Saturday, March 28, 2009

Costs, concerns rise on home healthcare: Abuse, fraud stir call for oversight

The Boston Globe reports:
One personal care attendant was arrested last year in Boston, accused of leaving a quadriplegic with cerebral palsy undressed, lacking water, and without stockings that prevent blood clots. Last summer, another attendant allegedly charged thousands of dollars on the credit cards of her patient. A year before, an attendant in Brockton was charged with creating an alias and defrauding the state of more than $20,000 to treat himself.

As the state Medicaid program has significantly increased the amount of money it spends on personal care attendants over the past decade, reports of fraud, abuse, and neglect have tripled, state officials said. The correlation raises new concerns about a system that requires no training, certification, or criminal background checks for attendants and operates with minimal oversight over the low-paid home healthcare workers.

State officials say the rise in abuse and fraud cases is a result primarily of the program's growth, not an exploding rate of these crimes. But the problems are expected only to multiply in coming years, as the home healthcare program continues to expand. Those issues have drawn the attention of lawmakers on Beacon Hill, where at least one bill proposing tighter regulation has surfaced. Meanwhile, prosecutors seek to recoup losses, and even some advocates for home healthcare workers are voicing concern.

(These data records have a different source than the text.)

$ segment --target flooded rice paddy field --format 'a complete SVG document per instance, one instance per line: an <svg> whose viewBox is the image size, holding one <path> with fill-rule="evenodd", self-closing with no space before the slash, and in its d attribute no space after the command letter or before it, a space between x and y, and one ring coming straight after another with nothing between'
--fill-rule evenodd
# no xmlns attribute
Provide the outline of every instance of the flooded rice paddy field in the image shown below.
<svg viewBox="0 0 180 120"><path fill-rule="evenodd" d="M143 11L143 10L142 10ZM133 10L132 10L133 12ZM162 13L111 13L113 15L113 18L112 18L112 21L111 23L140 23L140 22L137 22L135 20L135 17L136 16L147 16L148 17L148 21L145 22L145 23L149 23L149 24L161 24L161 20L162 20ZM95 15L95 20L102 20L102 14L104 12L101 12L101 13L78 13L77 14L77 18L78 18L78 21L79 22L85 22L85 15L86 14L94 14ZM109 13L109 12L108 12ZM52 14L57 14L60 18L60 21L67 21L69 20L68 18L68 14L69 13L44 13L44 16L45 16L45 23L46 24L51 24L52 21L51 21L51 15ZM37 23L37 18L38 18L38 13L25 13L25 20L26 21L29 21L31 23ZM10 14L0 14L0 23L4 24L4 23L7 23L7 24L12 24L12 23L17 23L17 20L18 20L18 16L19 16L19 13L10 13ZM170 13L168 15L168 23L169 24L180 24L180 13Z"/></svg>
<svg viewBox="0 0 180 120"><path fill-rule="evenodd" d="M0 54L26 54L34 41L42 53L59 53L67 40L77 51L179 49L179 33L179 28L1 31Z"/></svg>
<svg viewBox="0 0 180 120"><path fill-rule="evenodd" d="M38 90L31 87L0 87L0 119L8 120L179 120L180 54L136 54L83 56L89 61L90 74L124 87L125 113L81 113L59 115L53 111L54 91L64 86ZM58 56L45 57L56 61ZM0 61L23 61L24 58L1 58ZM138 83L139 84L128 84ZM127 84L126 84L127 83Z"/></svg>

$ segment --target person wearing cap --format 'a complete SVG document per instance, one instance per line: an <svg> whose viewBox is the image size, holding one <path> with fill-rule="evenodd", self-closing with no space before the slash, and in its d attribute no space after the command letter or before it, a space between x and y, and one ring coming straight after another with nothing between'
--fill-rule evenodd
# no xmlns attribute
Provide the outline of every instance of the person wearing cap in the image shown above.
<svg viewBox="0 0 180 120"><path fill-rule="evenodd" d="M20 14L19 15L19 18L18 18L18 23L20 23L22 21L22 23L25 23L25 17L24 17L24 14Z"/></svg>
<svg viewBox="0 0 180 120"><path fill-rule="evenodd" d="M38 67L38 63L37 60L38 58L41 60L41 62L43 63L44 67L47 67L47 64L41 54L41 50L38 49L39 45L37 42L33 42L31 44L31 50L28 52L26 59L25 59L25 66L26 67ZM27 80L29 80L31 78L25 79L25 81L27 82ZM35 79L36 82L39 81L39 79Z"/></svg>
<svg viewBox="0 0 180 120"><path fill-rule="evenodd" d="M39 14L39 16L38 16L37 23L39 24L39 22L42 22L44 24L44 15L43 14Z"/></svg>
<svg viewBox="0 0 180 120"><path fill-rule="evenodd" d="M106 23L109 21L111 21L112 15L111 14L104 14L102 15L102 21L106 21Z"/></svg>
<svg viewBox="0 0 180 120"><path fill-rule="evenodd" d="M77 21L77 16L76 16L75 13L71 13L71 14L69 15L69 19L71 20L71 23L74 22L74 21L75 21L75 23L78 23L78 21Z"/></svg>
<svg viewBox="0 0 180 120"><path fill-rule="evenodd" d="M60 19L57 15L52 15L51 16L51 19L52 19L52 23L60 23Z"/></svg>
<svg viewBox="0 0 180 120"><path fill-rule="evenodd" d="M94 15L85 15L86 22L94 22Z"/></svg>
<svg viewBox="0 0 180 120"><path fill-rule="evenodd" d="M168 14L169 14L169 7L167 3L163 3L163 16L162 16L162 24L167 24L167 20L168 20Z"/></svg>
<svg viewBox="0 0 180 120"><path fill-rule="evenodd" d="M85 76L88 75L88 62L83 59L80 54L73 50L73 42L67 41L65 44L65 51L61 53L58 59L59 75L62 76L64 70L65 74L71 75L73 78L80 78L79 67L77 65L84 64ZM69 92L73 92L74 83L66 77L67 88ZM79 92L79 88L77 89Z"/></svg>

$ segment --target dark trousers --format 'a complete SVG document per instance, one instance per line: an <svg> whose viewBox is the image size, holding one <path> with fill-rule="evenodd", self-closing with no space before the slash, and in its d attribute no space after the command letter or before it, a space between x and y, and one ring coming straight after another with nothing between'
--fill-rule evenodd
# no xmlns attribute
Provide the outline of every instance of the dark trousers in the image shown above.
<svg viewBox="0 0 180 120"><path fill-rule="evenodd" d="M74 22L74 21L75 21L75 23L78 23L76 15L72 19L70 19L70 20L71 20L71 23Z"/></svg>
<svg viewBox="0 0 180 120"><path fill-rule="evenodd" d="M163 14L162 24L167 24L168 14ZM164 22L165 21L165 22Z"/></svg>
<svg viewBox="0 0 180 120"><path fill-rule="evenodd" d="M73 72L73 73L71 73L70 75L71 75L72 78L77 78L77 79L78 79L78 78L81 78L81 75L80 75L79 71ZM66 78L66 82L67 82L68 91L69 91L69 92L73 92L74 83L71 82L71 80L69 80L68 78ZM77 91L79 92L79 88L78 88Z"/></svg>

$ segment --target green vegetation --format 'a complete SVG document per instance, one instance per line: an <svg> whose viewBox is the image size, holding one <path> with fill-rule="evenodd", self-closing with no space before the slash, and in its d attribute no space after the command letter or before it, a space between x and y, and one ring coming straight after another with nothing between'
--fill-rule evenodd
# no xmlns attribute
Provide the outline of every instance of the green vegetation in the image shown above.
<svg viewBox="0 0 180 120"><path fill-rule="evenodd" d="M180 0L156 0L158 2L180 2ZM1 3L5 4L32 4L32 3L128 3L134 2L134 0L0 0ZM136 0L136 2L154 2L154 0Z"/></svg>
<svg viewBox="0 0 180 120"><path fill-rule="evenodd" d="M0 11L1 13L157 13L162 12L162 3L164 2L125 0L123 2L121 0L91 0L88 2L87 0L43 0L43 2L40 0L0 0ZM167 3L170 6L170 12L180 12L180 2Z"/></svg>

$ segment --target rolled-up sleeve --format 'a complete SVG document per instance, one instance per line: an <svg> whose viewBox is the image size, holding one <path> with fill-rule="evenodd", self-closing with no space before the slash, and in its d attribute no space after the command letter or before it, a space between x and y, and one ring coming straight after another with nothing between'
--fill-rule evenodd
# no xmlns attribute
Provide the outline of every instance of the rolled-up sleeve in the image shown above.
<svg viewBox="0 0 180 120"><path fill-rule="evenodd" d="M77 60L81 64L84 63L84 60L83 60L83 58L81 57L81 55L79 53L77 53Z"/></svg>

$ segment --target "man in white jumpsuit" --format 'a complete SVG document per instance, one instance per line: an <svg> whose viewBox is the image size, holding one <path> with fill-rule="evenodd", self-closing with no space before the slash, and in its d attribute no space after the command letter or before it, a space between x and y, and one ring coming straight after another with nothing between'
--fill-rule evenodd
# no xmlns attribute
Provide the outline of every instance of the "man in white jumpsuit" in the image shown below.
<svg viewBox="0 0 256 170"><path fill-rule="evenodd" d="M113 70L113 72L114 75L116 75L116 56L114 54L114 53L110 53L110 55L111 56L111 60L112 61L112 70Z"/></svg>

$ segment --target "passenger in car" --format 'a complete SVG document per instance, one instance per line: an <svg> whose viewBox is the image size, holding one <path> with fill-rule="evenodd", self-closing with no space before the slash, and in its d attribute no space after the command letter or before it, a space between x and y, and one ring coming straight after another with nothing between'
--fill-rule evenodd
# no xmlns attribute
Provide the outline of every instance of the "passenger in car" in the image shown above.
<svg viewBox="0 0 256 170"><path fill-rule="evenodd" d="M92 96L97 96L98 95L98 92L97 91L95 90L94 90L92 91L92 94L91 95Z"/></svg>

"There are definitely areas that need improvement," said Mike Fadel, executive vice president of Local 1199 SEIU, the union that represents personal care attendants. "Everybody is engaged in discussion to address these areas of concern. . . .. Whatever fraud or abuse exists needs to be looked at very closely and rooted out, but this is a low-cost, high-quality program. It's what consumers want."

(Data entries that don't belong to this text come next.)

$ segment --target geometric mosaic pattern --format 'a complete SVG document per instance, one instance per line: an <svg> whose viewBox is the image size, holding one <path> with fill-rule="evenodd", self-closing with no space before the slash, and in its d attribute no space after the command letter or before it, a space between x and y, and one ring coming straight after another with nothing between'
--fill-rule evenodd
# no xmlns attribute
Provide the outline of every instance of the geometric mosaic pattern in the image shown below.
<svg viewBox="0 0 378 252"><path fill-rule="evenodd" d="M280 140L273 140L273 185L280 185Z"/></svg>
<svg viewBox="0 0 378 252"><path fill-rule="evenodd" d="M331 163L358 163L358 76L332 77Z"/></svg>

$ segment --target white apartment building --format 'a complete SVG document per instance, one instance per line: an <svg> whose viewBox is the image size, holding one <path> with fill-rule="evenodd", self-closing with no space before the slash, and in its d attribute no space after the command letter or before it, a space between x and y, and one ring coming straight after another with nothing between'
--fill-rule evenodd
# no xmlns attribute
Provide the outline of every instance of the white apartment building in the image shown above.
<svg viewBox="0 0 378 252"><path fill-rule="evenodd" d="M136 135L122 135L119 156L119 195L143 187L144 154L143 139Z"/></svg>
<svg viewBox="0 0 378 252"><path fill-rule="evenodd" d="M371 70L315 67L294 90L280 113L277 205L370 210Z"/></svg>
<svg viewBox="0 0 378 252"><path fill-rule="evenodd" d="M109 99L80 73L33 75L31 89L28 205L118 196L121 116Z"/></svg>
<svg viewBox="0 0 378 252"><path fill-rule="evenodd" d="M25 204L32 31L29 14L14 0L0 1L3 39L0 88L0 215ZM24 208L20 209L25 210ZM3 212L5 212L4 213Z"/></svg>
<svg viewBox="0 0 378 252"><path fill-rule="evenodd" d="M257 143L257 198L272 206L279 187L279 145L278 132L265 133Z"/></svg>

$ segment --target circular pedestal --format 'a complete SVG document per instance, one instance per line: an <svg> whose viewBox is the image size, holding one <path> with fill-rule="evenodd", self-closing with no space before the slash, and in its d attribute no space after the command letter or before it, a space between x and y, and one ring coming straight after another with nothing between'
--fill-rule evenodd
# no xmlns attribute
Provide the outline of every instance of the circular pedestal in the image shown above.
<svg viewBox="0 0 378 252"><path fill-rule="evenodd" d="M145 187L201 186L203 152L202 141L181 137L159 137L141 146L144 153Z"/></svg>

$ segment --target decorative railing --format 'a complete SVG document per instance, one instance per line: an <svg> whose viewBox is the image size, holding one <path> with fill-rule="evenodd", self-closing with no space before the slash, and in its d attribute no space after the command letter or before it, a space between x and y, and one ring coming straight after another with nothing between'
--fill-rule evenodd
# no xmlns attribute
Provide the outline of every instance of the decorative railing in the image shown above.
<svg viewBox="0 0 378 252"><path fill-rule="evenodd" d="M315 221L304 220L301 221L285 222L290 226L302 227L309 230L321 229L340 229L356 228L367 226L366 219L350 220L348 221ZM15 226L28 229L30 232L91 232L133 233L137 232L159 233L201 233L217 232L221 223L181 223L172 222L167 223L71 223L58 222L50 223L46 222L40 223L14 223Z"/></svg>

The Medicaid program, which provides healthcare services to the poor and disabled, increased spending on personal care attendants in Massachusetts from about $100 million a decade ago to more than $330 million this year, growth that reflects the state's efforts to care for an increasingly older population in their homes, rather than at hospitals, where the costs are higher.
The health care statists tell us money will be saved when the government manages health care because the private sector will not be wasting money on marketing costs.But,look here in the real word:government is a monopoly incapable of preventing fraud which costs a lot of money.Much more than marketing costs of the private sector.